According to a typical method of representing 3D data, for example, a two-dimensional coordinate system (u, v) is defined on the surface of an object in the same manner as the latitudes and longitudes are determined on the surface of the earth, the coordinates are quantized at appropriate regular intervals so that the quantized points are regarded as polygon vertexes, and the three-dimensional coordinates and color (r, g, b brightness values) thereof are stored as data. According to this method, the three-dimensional shape of an object and the color information of the surface thereof can be perceived as an image each pixel of which has six elements (x, y, z, r, g, and b).

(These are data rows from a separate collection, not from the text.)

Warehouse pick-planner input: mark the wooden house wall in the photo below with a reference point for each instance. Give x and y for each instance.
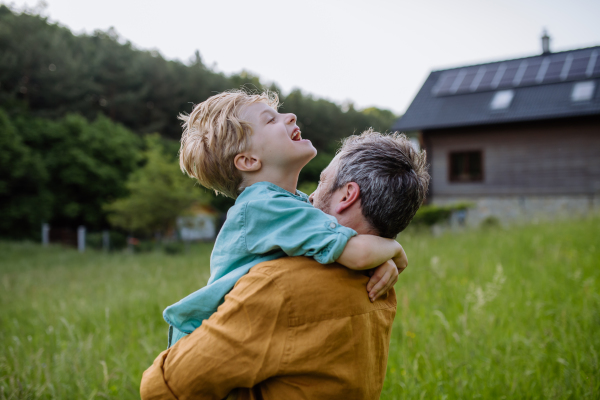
(538, 158)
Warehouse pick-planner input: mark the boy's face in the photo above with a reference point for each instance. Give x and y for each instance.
(276, 139)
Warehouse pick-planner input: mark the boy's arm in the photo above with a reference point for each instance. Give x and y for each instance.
(369, 251)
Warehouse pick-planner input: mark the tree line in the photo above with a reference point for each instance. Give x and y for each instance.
(75, 109)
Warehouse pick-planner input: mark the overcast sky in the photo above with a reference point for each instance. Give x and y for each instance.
(371, 52)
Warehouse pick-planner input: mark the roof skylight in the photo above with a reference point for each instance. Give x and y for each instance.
(583, 91)
(502, 99)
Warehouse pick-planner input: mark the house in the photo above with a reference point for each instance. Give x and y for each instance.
(520, 138)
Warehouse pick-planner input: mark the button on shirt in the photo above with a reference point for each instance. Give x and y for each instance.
(266, 223)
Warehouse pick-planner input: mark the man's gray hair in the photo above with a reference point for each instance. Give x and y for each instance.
(392, 176)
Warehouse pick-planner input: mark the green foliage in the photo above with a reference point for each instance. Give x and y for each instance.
(79, 326)
(430, 215)
(158, 193)
(25, 199)
(61, 171)
(117, 240)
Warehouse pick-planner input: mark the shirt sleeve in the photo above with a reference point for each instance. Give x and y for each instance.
(238, 347)
(297, 228)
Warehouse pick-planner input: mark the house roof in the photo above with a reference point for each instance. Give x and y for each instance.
(552, 85)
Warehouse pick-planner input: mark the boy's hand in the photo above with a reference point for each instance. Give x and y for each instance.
(401, 260)
(383, 278)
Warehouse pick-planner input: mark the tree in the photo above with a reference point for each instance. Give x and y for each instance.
(25, 200)
(158, 193)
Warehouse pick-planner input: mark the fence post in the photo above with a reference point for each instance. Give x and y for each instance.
(105, 241)
(81, 239)
(45, 234)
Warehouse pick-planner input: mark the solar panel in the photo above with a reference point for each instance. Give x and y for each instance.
(487, 78)
(533, 67)
(574, 65)
(468, 80)
(554, 70)
(509, 75)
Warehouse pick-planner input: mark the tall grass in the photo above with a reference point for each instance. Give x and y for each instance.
(482, 314)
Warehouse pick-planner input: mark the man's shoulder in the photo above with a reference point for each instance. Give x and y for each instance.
(314, 292)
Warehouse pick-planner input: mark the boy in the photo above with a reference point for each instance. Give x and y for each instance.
(239, 145)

Since three-dimensional coordinates have a wider range than brightness values, three-dimensional data has an amount of data that is several times greater than that of a brightness image having an equal level of resolution. For example, when a surface area of 30 cm×30 cm is quantized at intervals of 1 mm, data of 90,000 (resolution 300×300) vertexes is required. Even if each of x, y and z is described by two bytes, and each of r, g and b is described by one byte, the data amount exceeds 800 kilo bytes. Accordingly, in a system using three-dimensional data of a multiplicity of objects as compared with an image processing system, a problem becomes more serious about a data amount in various data processing processes such as storage, search, and network transmission of data, and, as a result, a technology to compress the data amount is required.
An example of a conventional compression apparatus compressing three-dimensional shape data for reducing the data amount of a three-dimensional shape model represented with polygons is described in W. J. Schroeder, J. A. Zarge, W. E. Lorensen, “Decimation of Triangle Meshes”, Computer Graphics, 26,2, 1992, Pages: 65-70 (Non-Patent Document 2). As shown in FIG. 22, this conventional data compression apparatus 2000 is composed of vertex selection means 2001 and vertex deletion means 2002.

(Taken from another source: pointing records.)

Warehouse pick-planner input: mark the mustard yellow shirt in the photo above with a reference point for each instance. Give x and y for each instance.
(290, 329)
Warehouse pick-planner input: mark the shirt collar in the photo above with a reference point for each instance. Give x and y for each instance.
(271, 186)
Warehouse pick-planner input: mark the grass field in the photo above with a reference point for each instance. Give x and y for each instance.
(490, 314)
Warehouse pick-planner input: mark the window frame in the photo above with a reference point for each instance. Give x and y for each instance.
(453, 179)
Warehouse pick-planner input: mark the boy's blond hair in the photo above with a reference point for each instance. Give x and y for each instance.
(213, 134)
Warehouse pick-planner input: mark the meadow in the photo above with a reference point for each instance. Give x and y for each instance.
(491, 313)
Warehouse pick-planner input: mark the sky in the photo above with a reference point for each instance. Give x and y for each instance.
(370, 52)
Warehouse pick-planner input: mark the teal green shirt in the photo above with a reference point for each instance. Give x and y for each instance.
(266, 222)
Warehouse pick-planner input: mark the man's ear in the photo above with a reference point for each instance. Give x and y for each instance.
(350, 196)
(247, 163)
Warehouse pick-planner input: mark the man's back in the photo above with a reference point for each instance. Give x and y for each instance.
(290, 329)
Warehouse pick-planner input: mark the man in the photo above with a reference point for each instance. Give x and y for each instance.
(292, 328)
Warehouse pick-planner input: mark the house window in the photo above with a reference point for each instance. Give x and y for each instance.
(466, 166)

The data compression apparatus 2000 thus configured operates as described below.
The vertex selection means 2001 selects such vertexes that can be deleted without causing a serious error from input three-dimensional data 2010, and the vertex deletion means 2002 deletes the selected vertexes to reduce the number of polygons to thereby generate compressed data 2020 that is three-dimensional data with a reduced data amount. According to the technology described in Non-Patent Document 2, the vertex selection means 2001 preferentially selects vertexes located at a short distance from a polygon at an averaged position of adjacent polygons, and the vertex deletion means 2002 deletes the vertexes. This operation is repeated until reaching a designated decimation rate. The compressed data 2020 finally obtained has a reduced number of vertexes and thus has a smaller data amount in comparison with the original data. There are many similar technologies for improving the method of selecting polygon to be deleted. One of such technologies is described in Japanese Patent 3341549 (Patent Document 1).
On the other hand, although not relating to data compression, an example of techniques for generating three-dimensional shape data is described in Volker Blanz, Thomas Vetter, “A Morphable Model For The Synthesis Of 3D Faces”, SIGGRAPH 99 Conference Proceedings, Pages: 187-194 (Non-Patent Document 3). According to Non-Patent Document 3, a multiplicity of three-dimensional facial data sets are preliminarily collected, and corresponding points are determined between the data sets to produce vertex data. A principal component analysis is applied to compute about 100 sets of base data and the computed base data is stored. When a photograph of a face (two-dimensional image) is given, a three-dimensional data of the face represented by the two-dimensional image is synthesized based on a combination of the stored base data, and the three-dimensional data thus obtained is output.